Ma stavolta ho intuito perfettamente le esigenze della marinaia: ecco perché le ho regalato una scatola intera di valvole Trudesign, un vecchio sogno e che avevo promesso di esaudire.
La valvola da mezzo pollice può essere utilizzata alla bisogna anche come anello: Başak ne è stata entusiasta (santa donna). D’altronde si sa, una Trudesign è per sempre!

una valvola è per sempre

Nota tecnica. Indecisi tra le Randex e le Tru, abbiamo optato per il top.
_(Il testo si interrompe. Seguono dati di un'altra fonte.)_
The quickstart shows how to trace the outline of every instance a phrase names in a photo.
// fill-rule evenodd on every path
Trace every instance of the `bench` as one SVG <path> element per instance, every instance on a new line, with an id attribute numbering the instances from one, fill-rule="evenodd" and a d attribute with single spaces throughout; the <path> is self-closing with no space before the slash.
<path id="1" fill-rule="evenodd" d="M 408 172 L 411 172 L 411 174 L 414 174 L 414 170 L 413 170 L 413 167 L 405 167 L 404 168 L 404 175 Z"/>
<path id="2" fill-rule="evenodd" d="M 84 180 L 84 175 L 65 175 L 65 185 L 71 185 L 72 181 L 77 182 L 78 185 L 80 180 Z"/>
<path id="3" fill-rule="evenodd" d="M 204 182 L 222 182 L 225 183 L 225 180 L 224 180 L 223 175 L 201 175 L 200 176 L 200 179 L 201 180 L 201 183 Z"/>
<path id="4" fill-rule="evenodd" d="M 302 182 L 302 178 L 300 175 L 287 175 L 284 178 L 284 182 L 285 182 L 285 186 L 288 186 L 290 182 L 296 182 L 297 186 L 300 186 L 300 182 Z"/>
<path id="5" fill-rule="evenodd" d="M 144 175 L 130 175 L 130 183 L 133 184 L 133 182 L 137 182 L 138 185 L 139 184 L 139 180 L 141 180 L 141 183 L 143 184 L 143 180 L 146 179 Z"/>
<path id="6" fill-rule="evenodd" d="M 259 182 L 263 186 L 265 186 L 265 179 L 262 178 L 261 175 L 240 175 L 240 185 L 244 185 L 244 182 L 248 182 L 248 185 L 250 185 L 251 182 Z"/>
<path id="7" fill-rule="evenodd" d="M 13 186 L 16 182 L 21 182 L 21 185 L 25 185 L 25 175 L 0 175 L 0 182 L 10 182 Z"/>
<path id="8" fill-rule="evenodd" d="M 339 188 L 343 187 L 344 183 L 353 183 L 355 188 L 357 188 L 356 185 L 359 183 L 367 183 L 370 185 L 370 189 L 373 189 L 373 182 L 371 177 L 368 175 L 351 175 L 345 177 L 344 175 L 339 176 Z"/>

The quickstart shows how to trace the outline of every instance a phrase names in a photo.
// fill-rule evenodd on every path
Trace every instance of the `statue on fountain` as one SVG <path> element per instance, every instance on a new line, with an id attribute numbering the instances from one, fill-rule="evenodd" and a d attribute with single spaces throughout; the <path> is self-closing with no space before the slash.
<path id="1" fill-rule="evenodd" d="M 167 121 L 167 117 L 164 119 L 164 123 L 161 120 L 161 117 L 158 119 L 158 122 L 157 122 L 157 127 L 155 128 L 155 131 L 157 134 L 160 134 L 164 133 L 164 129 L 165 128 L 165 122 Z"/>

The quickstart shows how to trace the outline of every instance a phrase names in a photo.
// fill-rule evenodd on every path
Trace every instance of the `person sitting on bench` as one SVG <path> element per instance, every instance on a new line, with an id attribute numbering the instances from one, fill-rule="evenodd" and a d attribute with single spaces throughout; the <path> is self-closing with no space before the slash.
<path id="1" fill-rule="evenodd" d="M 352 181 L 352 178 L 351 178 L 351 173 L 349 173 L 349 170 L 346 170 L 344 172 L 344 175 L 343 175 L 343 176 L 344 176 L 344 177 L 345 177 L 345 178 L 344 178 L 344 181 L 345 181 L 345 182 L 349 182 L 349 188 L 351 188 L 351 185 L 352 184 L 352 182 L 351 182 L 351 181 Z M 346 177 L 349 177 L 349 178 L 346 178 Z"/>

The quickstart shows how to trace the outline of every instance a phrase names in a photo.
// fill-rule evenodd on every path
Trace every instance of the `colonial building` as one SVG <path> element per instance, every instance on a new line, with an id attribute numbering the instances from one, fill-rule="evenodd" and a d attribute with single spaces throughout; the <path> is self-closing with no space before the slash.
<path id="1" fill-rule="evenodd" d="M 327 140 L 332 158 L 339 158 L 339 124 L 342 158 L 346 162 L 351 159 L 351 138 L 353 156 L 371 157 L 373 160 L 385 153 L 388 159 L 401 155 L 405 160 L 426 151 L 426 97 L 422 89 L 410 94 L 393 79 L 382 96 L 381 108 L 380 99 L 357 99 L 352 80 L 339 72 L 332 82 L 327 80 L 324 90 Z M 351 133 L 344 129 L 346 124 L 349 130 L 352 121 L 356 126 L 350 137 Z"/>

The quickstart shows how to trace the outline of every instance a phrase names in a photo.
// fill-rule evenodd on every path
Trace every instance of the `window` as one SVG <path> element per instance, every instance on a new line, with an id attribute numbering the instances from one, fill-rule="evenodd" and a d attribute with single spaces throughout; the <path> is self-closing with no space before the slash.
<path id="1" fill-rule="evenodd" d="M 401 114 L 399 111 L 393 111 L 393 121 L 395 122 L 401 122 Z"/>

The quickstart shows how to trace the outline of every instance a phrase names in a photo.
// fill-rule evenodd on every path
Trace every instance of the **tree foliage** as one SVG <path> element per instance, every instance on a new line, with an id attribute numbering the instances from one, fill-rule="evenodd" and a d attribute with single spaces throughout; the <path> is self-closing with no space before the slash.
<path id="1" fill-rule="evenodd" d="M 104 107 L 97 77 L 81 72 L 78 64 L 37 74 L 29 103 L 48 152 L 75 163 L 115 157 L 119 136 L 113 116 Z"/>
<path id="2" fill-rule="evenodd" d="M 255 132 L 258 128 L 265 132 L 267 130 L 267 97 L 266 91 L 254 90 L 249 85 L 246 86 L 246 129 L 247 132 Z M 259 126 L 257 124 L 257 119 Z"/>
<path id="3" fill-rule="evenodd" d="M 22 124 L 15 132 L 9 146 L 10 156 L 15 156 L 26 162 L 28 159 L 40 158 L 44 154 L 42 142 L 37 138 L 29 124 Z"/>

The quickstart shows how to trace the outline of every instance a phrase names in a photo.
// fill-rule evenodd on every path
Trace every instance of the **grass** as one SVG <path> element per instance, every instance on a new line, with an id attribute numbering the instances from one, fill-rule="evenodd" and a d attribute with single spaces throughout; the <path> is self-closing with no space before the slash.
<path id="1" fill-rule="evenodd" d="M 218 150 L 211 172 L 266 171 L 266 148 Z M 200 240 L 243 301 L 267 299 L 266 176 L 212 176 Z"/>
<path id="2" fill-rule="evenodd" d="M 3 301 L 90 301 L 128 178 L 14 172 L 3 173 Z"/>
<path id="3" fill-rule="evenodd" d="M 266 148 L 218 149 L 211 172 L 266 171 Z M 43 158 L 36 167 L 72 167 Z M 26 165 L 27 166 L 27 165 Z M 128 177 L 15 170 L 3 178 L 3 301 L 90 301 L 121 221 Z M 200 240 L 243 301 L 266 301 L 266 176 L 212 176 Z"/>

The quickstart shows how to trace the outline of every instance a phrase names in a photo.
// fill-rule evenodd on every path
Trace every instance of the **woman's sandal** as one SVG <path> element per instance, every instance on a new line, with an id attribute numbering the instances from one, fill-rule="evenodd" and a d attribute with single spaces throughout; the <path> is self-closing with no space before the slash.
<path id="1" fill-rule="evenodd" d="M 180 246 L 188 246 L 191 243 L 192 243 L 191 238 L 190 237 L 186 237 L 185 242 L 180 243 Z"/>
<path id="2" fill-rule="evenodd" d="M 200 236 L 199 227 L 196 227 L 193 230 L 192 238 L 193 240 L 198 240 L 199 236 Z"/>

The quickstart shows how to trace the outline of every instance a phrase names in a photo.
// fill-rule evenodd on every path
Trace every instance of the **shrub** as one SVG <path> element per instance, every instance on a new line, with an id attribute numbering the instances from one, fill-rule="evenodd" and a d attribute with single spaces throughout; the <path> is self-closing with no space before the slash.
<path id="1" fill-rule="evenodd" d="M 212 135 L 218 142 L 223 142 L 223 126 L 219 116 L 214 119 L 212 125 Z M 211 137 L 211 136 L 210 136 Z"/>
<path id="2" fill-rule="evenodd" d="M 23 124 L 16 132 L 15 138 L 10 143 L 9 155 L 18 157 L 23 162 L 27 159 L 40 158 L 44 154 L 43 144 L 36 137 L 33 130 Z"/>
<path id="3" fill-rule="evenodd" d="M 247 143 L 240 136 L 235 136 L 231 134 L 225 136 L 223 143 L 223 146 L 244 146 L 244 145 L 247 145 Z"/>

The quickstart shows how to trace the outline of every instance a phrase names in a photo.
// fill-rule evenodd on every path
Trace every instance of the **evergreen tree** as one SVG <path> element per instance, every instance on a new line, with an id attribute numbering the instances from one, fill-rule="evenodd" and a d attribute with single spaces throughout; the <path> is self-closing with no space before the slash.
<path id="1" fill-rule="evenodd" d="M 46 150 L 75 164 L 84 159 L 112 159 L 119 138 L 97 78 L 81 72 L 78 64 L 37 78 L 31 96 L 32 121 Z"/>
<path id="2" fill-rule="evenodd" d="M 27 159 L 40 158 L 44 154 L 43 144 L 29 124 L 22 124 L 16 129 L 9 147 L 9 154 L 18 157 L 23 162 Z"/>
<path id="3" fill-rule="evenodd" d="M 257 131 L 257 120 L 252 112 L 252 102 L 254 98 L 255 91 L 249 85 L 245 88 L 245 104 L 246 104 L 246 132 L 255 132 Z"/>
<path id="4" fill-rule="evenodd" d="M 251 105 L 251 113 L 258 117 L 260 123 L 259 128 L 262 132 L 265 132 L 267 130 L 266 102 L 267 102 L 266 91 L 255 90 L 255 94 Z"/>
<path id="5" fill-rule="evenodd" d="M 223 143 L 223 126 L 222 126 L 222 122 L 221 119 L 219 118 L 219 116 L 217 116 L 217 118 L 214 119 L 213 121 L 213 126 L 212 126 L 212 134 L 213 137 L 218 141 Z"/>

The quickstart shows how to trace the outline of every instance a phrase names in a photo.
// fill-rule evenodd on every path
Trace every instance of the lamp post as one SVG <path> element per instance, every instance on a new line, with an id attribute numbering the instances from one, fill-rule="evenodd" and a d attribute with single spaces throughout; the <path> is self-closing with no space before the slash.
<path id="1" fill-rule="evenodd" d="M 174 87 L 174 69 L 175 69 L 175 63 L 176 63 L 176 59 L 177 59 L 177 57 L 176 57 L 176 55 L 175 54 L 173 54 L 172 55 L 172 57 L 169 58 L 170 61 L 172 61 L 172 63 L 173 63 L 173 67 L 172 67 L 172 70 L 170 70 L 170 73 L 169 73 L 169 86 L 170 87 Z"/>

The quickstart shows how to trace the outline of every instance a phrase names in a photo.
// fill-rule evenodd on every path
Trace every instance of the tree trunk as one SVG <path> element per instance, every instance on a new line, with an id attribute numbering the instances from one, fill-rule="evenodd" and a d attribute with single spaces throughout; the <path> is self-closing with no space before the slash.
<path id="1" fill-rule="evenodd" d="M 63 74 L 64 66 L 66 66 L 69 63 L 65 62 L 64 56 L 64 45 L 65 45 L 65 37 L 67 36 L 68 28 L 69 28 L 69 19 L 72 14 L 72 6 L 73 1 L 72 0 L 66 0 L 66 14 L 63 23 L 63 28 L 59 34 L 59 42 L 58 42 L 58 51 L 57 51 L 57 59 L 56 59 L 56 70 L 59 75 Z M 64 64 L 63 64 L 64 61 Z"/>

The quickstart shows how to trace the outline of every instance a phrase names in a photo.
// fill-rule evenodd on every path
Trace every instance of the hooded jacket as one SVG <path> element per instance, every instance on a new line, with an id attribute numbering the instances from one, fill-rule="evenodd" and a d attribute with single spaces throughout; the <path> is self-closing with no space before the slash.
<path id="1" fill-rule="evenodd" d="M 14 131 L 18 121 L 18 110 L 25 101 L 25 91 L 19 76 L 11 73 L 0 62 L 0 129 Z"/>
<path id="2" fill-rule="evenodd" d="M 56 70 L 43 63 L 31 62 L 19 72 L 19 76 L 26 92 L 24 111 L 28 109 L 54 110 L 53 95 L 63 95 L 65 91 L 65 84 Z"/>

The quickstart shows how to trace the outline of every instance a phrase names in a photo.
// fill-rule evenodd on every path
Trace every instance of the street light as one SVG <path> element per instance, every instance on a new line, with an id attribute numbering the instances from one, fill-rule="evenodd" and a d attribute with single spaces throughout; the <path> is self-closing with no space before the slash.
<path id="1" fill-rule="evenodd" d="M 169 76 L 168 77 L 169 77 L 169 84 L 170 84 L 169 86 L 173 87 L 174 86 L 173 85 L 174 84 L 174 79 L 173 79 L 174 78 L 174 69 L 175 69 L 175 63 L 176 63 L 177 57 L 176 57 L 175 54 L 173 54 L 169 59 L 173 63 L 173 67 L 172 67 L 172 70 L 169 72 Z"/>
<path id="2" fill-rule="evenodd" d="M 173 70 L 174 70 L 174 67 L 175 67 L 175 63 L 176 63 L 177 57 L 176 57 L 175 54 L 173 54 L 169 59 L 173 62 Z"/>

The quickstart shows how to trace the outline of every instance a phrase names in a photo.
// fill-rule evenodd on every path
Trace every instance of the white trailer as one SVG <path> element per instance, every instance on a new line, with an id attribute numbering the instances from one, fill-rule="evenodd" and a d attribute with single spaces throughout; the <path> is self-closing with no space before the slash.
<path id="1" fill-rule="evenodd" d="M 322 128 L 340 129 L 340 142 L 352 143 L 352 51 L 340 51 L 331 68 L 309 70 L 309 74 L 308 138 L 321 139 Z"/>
Non che le prime non siano di qualità, al contrario e le abbiamo avute su Yakamoz per molti anni senza alcun problema; ma non ho mai amato il fatto che i portagomma fossero di semplice polipropilene, invece che dello stesso materiale delle valvole, ovvero polipropilene rinforzato con fibra di vetro.
Le Trudesign invece sono coerenti in ogni accessorio (nylon rinforzato con fibra di vetro), oltre che note per essere molto, molto resistenti (-40°/+110°, e resistenza meccanica a prova di mazzate!): per cui, benvenute alle valvole Top al mondo, benché dalla lontana Nuova Zelanda, e incrociamo le dita a che possano servirci egregiamente almeno quanto le amate Randex.

 

Conclusioni

I lavori vanno avanti, meno velocemente di quanto sperassimo e questo per via di ritardi ciclopici di natura tecnica di cui parlerò successivamente.
Cionostante non possiamo lamentarci troppo; la terra calabra ci coccola, i nuovi amici di pari passo e Rebound sta ricevendo il massimo delle attenzioni, puntando alla qualità assoluta, nonostante i nostri limiti.
Su quest’ultimo punto non posso che ringraziare i nostri sponsor, sempre presenti e competenti: è per merito loro se riusciamo a puntare sempre al top delle cure necessarie a questa barca piena di energie positive; evidentemente percepite anche dalle nostre aziende.